5 years ago · 00d1f5ea3a
6 changed files with 124 additions and 0 deletions
--- a/app/app/settings.py
+++ b/app/app/settings.py
@ -143,6 +143,15 @@ AUTHENTICATION_BACKENDS = [
    'django.contrib.auth.backends.ModelBackend',
 ]

+HEADER_AUTH_USER_NAME = env('HEADER_AUTH_USER_NAME', '')
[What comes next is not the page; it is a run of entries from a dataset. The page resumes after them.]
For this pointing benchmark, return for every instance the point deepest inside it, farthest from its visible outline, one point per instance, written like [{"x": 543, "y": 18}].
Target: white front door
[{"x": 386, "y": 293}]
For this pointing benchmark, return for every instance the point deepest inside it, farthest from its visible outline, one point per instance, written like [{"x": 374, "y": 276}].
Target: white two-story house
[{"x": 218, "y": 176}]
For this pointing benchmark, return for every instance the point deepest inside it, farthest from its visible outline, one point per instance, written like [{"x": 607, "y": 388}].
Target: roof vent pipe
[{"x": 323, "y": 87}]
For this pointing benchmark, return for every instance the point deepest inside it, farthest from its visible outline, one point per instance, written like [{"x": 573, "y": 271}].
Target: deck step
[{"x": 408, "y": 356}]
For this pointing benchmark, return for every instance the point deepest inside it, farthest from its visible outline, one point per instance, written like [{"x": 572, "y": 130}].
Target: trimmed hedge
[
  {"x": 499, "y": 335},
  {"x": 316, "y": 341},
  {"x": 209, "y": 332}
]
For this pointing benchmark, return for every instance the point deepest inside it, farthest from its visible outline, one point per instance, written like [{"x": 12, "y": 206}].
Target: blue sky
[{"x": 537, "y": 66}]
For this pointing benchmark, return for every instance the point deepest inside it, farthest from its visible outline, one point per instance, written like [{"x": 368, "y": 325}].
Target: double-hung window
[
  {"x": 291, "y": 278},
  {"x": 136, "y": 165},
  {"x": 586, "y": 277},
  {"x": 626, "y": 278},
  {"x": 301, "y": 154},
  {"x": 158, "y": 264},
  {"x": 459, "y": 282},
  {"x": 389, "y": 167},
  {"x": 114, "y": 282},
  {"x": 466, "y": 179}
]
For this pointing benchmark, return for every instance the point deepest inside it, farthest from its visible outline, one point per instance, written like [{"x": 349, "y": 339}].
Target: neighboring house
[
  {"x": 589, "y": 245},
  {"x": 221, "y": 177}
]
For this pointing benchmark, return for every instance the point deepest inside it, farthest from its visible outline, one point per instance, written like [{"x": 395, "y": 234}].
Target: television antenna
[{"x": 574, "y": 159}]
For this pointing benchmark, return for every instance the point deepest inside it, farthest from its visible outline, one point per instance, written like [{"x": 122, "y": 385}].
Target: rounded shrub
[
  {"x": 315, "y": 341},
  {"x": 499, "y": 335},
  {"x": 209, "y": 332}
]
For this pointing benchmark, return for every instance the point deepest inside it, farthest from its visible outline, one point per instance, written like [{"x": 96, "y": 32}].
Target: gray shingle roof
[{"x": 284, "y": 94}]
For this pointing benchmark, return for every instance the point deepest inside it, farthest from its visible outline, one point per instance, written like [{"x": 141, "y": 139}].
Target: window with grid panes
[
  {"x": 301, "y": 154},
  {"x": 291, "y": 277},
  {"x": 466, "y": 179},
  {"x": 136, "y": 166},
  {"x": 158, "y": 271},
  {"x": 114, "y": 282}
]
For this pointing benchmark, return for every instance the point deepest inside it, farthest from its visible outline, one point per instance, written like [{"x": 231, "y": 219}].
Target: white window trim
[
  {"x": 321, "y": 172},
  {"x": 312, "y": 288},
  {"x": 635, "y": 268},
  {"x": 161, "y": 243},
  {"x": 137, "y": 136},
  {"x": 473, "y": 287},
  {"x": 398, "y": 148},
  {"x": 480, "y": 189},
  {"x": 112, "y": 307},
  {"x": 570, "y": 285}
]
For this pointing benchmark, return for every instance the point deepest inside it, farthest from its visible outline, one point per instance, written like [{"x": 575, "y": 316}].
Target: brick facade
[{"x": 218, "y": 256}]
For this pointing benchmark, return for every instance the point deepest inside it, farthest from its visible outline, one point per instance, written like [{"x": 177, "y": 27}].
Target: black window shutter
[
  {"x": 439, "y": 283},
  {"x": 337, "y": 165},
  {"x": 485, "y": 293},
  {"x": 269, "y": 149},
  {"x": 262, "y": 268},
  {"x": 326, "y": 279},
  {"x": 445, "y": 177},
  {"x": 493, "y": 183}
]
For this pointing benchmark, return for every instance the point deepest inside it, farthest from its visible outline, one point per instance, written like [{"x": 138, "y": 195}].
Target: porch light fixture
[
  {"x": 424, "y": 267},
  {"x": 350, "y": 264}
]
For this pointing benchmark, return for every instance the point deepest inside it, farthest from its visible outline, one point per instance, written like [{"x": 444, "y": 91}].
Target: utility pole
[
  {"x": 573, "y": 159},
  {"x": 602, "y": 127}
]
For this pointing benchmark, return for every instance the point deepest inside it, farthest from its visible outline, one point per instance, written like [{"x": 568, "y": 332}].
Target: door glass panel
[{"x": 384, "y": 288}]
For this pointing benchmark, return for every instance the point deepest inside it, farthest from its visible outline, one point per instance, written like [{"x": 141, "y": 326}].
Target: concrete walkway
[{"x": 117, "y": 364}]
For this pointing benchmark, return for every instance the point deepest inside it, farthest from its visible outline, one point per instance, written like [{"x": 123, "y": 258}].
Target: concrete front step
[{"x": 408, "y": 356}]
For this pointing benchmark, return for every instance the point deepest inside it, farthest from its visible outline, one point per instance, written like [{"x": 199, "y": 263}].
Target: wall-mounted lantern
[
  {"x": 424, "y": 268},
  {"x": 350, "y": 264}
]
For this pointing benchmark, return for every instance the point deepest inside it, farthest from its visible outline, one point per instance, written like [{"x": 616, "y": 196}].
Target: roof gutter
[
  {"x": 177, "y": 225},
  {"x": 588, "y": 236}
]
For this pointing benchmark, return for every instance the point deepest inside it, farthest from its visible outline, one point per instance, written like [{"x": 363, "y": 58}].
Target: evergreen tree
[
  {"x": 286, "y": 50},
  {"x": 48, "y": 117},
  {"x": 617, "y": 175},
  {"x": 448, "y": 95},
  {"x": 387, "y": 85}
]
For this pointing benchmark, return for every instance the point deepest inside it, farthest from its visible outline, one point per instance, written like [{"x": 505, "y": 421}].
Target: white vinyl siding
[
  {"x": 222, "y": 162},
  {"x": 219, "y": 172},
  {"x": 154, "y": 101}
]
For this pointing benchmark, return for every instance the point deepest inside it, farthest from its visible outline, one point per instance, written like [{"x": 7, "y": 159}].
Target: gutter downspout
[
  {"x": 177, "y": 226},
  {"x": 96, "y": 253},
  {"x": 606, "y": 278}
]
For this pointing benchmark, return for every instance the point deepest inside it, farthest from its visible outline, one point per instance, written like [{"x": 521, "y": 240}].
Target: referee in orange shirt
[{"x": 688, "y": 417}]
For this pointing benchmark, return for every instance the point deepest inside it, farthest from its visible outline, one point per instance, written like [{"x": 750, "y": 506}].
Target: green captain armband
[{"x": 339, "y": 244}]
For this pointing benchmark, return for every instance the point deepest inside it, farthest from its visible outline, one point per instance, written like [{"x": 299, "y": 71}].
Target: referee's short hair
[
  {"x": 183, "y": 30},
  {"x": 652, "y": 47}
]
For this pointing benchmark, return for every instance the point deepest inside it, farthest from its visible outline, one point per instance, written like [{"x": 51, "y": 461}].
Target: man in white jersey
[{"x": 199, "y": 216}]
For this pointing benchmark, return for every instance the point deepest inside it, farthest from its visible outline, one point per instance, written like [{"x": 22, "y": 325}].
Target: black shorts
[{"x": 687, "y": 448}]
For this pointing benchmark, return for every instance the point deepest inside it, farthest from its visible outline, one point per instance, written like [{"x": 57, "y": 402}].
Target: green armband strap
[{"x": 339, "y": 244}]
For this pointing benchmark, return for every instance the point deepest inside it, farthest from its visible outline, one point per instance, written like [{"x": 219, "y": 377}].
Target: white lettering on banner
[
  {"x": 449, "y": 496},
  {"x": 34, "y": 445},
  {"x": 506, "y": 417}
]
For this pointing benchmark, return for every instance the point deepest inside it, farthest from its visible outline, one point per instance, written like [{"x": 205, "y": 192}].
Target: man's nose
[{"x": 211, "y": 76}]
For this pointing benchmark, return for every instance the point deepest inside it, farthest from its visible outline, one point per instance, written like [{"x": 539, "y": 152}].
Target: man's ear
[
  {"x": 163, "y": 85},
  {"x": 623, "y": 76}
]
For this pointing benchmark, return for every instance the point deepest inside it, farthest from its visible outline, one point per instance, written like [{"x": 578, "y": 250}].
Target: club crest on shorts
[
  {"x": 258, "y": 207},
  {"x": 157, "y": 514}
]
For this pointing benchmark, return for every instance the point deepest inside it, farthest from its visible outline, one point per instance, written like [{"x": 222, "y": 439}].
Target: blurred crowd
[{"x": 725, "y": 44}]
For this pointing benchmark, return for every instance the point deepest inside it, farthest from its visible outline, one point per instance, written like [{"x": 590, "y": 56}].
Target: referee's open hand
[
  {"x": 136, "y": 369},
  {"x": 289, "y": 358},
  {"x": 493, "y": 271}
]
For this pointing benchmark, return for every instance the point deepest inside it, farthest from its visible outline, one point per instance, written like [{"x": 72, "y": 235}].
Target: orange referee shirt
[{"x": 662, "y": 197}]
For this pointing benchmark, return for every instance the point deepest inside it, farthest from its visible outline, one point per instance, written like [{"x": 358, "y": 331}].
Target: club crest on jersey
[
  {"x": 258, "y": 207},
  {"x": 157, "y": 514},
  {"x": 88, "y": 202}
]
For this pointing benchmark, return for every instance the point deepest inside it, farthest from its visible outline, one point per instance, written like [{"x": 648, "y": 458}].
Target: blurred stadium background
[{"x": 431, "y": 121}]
+HEADER_AUTH_USER_GROUPS = env('HEADER_AUTH_USER_GROUPS', '')
+HEADER_AUTH_ADMIN_GROUP_NAME = env('HEADER_AUTH_ADMIN_GROUP_NAME', '')
+HEADER_AUTH_GROUPS_SEPERATOR = env('HEADER_AUTH_GROUPS_SEPERATOR', default=',')
+
+if HEADER_AUTH_USER_NAME and HEADER_AUTH_USER_GROUPS and HEADER_AUTH_ADMIN_GROUP_NAME:
+    MIDDLEWARE.append('server.middleware.HeaderAuthMiddleware')
+    AUTHENTICATION_BACKENDS.append('django.contrib.auth.backends.RemoteUserBackend')
+
 SOCIAL_AUTH_GITHUB_KEY = env('OAUTH_GITHUB_KEY', None)
 SOCIAL_AUTH_GITHUB_SECRET = env('OAUTH_GITHUB_SECRET', None)
 GITHUB_ADMIN_ORG_NAME = env('GITHUB_ADMIN_ORG_NAME', None)
--- a/app/server/middleware.py
+++ b/app/server/middleware.py
@ -0,0 +1,42 @@
+from django.conf import settings
+from django.contrib.auth.middleware import RemoteUserMiddleware
+
+
+def to_django_header(header):
+    return f"HTTP_{header.replace('-', '_').upper()}"
+
+
+class HeaderAuthMiddleware(RemoteUserMiddleware):
+    header = to_django_header(settings.HEADER_AUTH_USER_NAME)
+
+    def process_request(self, request):
+        if request.user.is_authenticated:
+            return
+
+        username = request.META.get(self.header)
+        if not username:
+            return
+
+        super().process_request(request)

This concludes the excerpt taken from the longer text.